By Luis Moraes | Ohio State University, Department of Animal Sciences
Last week we talked about the efficiency with which lactating cows utilize metabolizable protein (MP) for lactation. We pointed out that the efficiency of utilizing MP for lactation changes with the MP supply. It is higher at lower MP supplies and it decreases as MP supply increases.
These changes in efficiency have a direct implication on how much MP a cow needs to produce milk.
For instance, the requirement of MP for lactation depends on the efficiency: We need to know how efficiently the cow will use the MP supplied to determine how much protein we need to feed.
In most feeding systems, including the Northern American (NRC, 2001), the MP requirement for lactation is computed by the protein yield divided by the efficiency. If the efficiency is assumed constant, the requirement of MP for one pound of milk is also constant.
As a matter of fact, the practical implication of assuming a constant 0.67 efficiency is that 1.5 pounds of MP is required for each pound of protein outputted in milk, regardless of the feeding level.
If a constant efficiency of MP utilization for lactation is unrealistic, a constant MP requirement (per unit of protein yield) also likely to be problematic.
Feeding systems from other countries have already shifted to the use of a variable efficiency, for example, in the Netherlands. However, the current Northern American feeding system for dairy cattle (NRC, 2001) still computes the MP requirement for lactation by dividing the milk protein yield by a constant 0.67.
Researchers at the Ohio State University Department of Animal Sciences, in collaboration with researchers from the University of California-Davis, Virginia Tech and the Agriculture and Agri-Food Canada, are working on a new model to tackle this issue.
The model predicts milk protein yield and calculates the MP requirement while accounting for a variable efficiency of MP utilization.
A key feature of this model is that it accounts for the fact that cows more efficiently utilize MP at lower supplies and the more MP we supply, the amount of protein outputted in milk, per unit of MP, decreases.
The practical use of this model is to directly compute how much MP a cow needs for a given milk protein yield. The model user will plug in a milk protein yield and get a MP requirement adjusted for an efficiency that decreases with the MP supply.
As a general rule, the computed MP requirement for one pound of milk protein will increase with increasing levels of MP supply.
We are further refining the model to adjust the efficiency of MP utilization (and the MP requirement) by the AA composition of proteins and the dietary composition of other nutrients as well.

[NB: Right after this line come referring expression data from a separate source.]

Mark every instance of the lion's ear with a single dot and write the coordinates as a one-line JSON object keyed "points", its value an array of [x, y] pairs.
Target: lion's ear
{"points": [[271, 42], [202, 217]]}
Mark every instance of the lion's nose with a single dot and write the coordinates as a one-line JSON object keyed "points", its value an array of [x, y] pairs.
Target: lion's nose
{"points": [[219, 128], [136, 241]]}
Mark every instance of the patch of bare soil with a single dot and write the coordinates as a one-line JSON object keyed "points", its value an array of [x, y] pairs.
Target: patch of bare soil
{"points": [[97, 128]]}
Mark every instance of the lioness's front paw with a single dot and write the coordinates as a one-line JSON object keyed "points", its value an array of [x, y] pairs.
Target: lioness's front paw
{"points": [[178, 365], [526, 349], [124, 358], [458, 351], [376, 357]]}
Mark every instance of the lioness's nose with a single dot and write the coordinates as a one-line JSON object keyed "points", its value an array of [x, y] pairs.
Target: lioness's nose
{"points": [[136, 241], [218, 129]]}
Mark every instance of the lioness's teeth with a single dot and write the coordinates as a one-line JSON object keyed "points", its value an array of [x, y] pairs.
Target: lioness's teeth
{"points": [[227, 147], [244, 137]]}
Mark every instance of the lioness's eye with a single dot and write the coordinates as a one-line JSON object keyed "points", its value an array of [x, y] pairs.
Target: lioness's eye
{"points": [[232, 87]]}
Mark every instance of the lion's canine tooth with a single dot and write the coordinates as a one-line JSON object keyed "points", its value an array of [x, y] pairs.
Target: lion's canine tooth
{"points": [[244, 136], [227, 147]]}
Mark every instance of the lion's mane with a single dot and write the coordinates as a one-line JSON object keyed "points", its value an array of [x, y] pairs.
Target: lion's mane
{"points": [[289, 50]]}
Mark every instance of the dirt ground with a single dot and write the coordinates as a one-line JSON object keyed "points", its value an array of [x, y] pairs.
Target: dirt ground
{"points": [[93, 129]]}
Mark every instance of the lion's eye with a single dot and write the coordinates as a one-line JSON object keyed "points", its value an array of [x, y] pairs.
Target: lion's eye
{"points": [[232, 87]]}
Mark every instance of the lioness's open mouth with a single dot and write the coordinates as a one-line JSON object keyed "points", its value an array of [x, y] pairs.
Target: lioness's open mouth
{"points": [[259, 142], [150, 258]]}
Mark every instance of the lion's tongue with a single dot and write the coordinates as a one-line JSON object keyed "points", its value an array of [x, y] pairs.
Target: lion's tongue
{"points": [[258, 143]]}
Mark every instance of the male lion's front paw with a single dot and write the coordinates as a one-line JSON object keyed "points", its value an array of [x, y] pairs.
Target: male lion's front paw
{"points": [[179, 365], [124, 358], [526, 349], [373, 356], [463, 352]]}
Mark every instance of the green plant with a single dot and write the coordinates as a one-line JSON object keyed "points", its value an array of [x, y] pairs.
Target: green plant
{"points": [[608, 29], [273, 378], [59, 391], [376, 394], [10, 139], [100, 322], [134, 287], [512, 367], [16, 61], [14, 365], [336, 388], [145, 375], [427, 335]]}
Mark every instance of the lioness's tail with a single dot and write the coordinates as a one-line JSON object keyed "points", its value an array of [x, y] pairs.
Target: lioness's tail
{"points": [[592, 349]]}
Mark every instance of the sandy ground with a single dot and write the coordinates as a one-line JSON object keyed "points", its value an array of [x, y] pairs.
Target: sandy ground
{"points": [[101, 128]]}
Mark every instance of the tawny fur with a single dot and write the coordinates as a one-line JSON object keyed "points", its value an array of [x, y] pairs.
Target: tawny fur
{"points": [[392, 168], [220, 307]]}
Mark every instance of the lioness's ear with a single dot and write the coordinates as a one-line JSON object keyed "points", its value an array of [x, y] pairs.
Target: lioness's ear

For example, one pound of MP that has an AA profile that is in better alignment with the AA required for lactation will be used more efficiently than one pound of MP that has a “worse” AA profile.
Results from this research are still not final. These models will only be available in a couple months and diet formulation software interested in using these models to move away from the constant efficiency will most likely have to wait.
The good news is that in the very near future we will be formulating diets that match more precisely the animal protein requirements with dietary supply.
These “more precise” diets have numerous benefits, for example, a potential increase in income over feed costs and a reduction of under- or over-feeding of nitrogen, reducing the amount of nitrogen excreted to the environment.